Thursday, July 26, 2012
Several years ago, a kid on a motorcycle lost control and slammed into a light pole. He was killed. For several years thereafter, a stone marker sat there at the base, the scene of the death. I don't know who put it there, but my bet would be friends of the kid, not the parents, even though today, more than a decade later, they may well be the only ones who find it hard to pass that light pole.
For years a sign along a country road marked the spot where another kid died, this one in a car. I didn't know either of the kids, but both of their deaths were memorialized for a long, long time by sweet displays of grief that eventually simply disappeared. I'm sure today their stones stand in the Sioux Center cemetery, along with a thousand others.
I'm an inveterate graveyard wanderer. Just a few weeks ago, I spent an hour in the family plot, 500 miles east; but family stones aren't a requirement. I like cemeteries whether or not there are relative there--all kinds of cemeteries, the older the better. Graveyards are redolent with stories that rise half-formed from all the granite.

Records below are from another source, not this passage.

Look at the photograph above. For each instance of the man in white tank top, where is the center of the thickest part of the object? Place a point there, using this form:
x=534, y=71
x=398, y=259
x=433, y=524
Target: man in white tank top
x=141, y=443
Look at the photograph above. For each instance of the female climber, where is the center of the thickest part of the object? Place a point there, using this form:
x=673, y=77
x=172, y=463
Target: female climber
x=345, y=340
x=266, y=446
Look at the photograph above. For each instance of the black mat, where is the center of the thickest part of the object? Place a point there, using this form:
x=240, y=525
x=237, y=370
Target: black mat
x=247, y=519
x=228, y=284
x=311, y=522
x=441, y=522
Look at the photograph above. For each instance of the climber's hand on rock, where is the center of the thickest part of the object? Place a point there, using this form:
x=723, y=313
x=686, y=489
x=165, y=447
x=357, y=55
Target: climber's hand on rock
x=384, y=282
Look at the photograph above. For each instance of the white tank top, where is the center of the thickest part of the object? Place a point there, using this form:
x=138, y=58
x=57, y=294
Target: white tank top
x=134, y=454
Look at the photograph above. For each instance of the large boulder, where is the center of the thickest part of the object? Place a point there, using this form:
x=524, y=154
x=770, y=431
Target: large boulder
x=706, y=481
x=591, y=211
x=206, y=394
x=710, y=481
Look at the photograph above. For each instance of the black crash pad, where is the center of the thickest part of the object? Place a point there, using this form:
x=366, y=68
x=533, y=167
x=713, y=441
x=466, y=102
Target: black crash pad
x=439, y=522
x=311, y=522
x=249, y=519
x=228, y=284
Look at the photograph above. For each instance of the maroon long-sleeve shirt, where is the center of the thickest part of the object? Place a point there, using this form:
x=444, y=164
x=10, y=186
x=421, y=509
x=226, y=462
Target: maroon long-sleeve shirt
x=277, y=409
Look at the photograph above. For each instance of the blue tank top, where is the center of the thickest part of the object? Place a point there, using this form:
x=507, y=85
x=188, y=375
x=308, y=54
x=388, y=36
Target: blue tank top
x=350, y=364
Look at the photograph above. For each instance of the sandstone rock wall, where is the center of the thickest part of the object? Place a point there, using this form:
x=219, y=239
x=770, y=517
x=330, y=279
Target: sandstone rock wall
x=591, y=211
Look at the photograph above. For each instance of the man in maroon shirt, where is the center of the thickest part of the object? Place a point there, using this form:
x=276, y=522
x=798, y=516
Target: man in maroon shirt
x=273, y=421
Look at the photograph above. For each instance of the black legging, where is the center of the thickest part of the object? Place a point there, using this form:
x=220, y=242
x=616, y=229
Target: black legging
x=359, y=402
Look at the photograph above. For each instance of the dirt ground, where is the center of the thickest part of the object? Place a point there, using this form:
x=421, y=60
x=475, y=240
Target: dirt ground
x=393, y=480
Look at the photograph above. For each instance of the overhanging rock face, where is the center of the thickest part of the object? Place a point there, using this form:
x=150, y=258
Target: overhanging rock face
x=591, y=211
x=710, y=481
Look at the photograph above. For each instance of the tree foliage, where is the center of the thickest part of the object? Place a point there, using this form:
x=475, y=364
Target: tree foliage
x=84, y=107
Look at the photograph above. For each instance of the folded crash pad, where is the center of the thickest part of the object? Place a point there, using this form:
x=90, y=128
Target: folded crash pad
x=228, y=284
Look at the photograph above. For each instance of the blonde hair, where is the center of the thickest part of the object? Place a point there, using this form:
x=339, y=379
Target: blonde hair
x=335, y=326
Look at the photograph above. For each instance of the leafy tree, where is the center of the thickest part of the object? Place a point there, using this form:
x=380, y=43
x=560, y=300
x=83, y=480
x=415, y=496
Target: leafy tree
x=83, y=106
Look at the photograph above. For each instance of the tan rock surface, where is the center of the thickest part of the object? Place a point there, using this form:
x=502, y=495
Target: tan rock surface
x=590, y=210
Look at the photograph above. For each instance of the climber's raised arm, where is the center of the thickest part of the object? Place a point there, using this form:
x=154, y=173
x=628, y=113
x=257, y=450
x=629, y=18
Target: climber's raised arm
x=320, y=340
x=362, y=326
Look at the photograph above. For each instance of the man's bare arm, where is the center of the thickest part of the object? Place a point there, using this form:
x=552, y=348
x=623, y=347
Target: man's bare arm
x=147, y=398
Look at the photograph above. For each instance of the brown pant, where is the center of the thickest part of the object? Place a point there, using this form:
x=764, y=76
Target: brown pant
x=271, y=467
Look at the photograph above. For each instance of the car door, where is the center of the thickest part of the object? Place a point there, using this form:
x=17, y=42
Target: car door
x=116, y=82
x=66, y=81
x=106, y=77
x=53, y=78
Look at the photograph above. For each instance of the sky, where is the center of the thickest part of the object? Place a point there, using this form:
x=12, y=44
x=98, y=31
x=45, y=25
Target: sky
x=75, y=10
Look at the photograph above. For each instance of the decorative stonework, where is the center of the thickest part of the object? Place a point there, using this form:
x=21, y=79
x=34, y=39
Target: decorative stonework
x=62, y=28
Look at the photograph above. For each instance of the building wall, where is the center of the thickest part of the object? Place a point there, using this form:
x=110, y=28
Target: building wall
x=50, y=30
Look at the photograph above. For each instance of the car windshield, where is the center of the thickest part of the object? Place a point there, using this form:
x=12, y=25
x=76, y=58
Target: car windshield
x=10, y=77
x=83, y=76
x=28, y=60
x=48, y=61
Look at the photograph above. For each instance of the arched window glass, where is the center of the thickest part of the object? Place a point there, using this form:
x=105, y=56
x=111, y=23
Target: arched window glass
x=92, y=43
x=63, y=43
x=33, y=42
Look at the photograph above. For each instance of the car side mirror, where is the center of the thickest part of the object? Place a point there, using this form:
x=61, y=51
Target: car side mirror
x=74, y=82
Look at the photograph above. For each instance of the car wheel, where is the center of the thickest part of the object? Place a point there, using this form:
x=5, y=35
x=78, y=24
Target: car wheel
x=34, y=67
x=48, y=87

In Aurora, Colorado, these days, a debate has arisen about the Century theater where madman James Eagan Holmes killed a dozen theater-goers and wounded 70 others. “It would be difficult to go in there and relax, knowing what happened,” a woman who lives nearby told the Huffington Post. “I think it will always be remembered as the place where the shooting occurred.”
I think she's wrong. Human forgetfulness is both a curse and a blessing. Sometimes it erases what it shouldn't, but just as often it liberates us from the tyranny of grief and personal horror. The families of those who died in that theater will never forget what happened there because they will never forget their loved ones, but the psyches of the rest of us will eventually have to make room for tragedies yet to come, yet to horrify. There's only so much room in human consciousness. This year, high school kids will go to school in Columbine, where I'm sure, there will be a prom, a homecoming, and dozens of ball games.
Not that anyone in Aurora cares about my views, but I think Century 16 Theater, in Aurora, Colorado, needs to remodel the place to help us along, and then reopen. Life needs to go on, and the families of those who were killed there will have their memorials set in the ground of some local cemetery.
Fifty years ago, an old woman died in the house we just left, died in the room where we kept our TV. Life went on.
There will always more death, more tears, more anguish--more motorcycle accidents and accidental deaths; here in this country there will be even more inexplicable mass murders. Change the place, alter the looks, remodel the theater, I say, but put the memory of those who died in the cemetery, where those memories belong.
A cemetery is a great place for death, for grief, and, strangely enough, for life, a wonderful place to visit and from which to walk away.